The main difference between the second and first English editions is the addition
of a series of appendices to each volume. There are six of them in the first
and five of them in the second volume. Some of the appendices are surveys, both
prospective and retrospective. The final survey contains the most important conceptual
achievements of the whole course, which establish connections of analysis
with other parts of mathematics.
This second volume presents classical analysis as it is courant form as a part of unified
mathematics. It shows how analysis interacts with other modern fields of mathematics such
as algebra, differential geometry, differential equations, complex analysis, and functional
analysis. This book provides a firm foundation for advanced work in any of these
directions.
“The textbook of Zorich seems to me the most successful of the available comprehensive
textbooks of analysis for mathematicians and physicists. It differs from the
traditional exposition in two major ways: on the one hand in its closer relation to
natural-science applications (primarily to physics and mechanics) and on the other
hand in a greater-than-usual use of the ideas and methods of modern mathematics,
that is, algebra, geometry, and topology. The course is unusually rich in ideas
and shows clearly the power of the ideas and methods of modern mathematics in
the study of particular problems. Especially unusual is the second volume, which
includes vector analysis, the theory of differential forms on manifolds, an introduction
to the theory of generalized functions and potential theory, Fourier series and
the Fourier transform, and the elements of the theory of asymptotic expansions.

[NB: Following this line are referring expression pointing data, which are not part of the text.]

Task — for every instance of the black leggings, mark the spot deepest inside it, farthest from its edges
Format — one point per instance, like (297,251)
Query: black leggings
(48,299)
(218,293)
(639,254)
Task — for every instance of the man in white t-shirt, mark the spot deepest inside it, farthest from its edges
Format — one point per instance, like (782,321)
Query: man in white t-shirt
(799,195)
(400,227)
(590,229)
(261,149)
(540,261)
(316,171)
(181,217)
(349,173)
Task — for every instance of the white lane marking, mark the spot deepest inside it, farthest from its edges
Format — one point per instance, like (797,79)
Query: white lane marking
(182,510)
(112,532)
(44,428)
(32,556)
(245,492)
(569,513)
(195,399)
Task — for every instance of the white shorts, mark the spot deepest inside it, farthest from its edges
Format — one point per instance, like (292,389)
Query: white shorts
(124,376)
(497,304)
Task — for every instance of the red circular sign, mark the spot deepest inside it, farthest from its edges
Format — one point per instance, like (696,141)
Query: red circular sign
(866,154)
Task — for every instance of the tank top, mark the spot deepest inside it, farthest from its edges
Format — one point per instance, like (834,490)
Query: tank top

At present such a way of structuring the course must be considered innovative. It
was normal in the time of Goursat, but the tendency toward specialized courses,
noticeable over the past half century, has emasculated the course of analysis, almost
reducing it to mere logical justifications. The need to return to more substantive
courses of analysis now seems obvious, especially in connection with the applied
character of the future activity of the majority of students.
...In my opinion, this course is the best of the existing modern courses of analysis.”
From a review by V.I.Arnold